When you tell me that Michael Fassbender is starring opposite veteran UK actor Brendan Gleeson in a film, I’m there. I’m expecting good things. These are two great actors and the plot, set across 3 generations of the Cutler family of criminals, sounds exciting.
The Cutler family live as outlaws in their own anarchic corner of Britain’s richest countryside. (At one point the patriarch of the clan suggests they move on to Kent, where I spent a homestay as a foreign exchange student, and Kent, just a short train trip out of London, is a wealthy suburb.)
Chad (Michael Fassbender) is the heir apparent to his bruising criminal father, Colby (Brendan Gleeson) and is supposed to spend his life hunting, thieving and tormenting the police. However, Brendan’s masterful criminal plans are about as workable as a bank heist planned by Donald Duck. The heists make little or no sense and bring in little revenue that can be easily translated into cash.
However, Chad has a wife, Kelly (Lyndsey Marshal) and 2 small children and his young son Tyson is causing him to take a closer look at the future. Chad was never sent to school by his dear old dad, so he is illiterate. He really would have a hard time finding any kind of honest work with that gigantic hurdle to overcome. He and his wife want their son and daughter to get an education.
The entire family live in a series of trailers in a gypsy caravan existence, complete with a village idiot named Gordon (Sean Harris) who serves little plot purpose other than to show Fassbender’s character being unnecessarily cruel to him at one point when he is particularly stressed out. It did lead to one line of dialogue that was memorable, however:
Chad says (to Norman): “Gordon, don’t be an idiot,” and Gordon responds, “I AM an idiot.”
I found the scene where Chad (Fassbender) tries to buy a puppy for his son’s birthday among the most moving. At least the scene was not 90% profanity in a thick British brogue, and I could actually understand what was being said and realize the injustice of the rest of the world towards the Cutlers, when they were merely trying to be normal members of society.
There was also a creative scene where Chad escapes from the police, who are searching for him with infra-red equipment using helicopters.

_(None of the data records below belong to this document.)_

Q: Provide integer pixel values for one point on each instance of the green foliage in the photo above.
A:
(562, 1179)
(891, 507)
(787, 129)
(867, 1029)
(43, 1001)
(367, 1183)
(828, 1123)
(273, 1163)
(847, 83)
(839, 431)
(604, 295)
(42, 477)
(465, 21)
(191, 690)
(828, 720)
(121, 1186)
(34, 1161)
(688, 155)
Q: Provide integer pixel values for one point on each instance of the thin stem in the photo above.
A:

Chad crouches beneath a cow in a pasture full of grazing cows. (It’s not every day you get to see Michael Fassbender crouched beneath a cow, so there’s that.)
Although the opening bumpy scene of Chad driving through a field (he has apparently been the designated get-away driver in previous burglaries and robberies) is exciting, the camera work in all of these driving scenes is as choppy as any Jason Bourne movie.
Furthermore, what was the point of the “Free Bryan” stunt, i.e., painting a car yellow and driving it through town, when Bryan (Chad’s incarcerated brother) is never mentioned in the plot again and all the stunt did was draw attention to the crew from the authorities on the eve of a big job? The police are already upset enough with the lot of them. Yes, it was a cool chase, but it made little sense in any context, criminal or otherwise.
Most importantly, I haven’t seen a movie this badly miscast since “The Human Stain” (2003) cast Anthony Hopkins as a black professor and Nicole Kidman as a washerwoman. Nobody would believe that Brendan Gleeson is Chad’s biological father and, if we accept the premise that perhaps the MIA Mrs. Colby was impregnated by someone else (which lets Brendan off the hook as to paternity), we still have the problem of Michael Fassbender being way too cultured and good-looking for the ignorant oaf he is portraying.
I was also thoroughly annoyed that the film didn’t have Chad finally stand up to his destructive father and save his family from the inevitable fall. Not only is the patriarch of this clan a lout, he is an ignorant lout who argues that the world is flat. Furthermore, Chad’s young son is becoming his grandpa’s ardent follower.
I do want to commend the young George Smith who played Tyson Cutler. He did a good job of playing the nine or ten-year-old thug-to-be and I’m sure we’ll see him in future roles.
Adam Smith directed this film, which one critic in Toronto described as “the worst film I saw at the festival.” The writer, Alistair Siddons, cannot be blamed for casting the excellent Fassbender in a role that just doesn’t’ suit him. [Scoring Michael Fassbender for a part in your movie has got to be a coup.]
The plot, far from having a happy ending where Chad’s announced goal (“I’m not in that shit no more. I just want a quiet life. No troubles.”) is achieved takes us in an entirely different direction and asks us to root for the bonds of family over everything and anything else. (From Gleeson: “You have to stand up against them so they don’t trespass against us.”)
Only a satisfying POV if you are self-destructive masochist.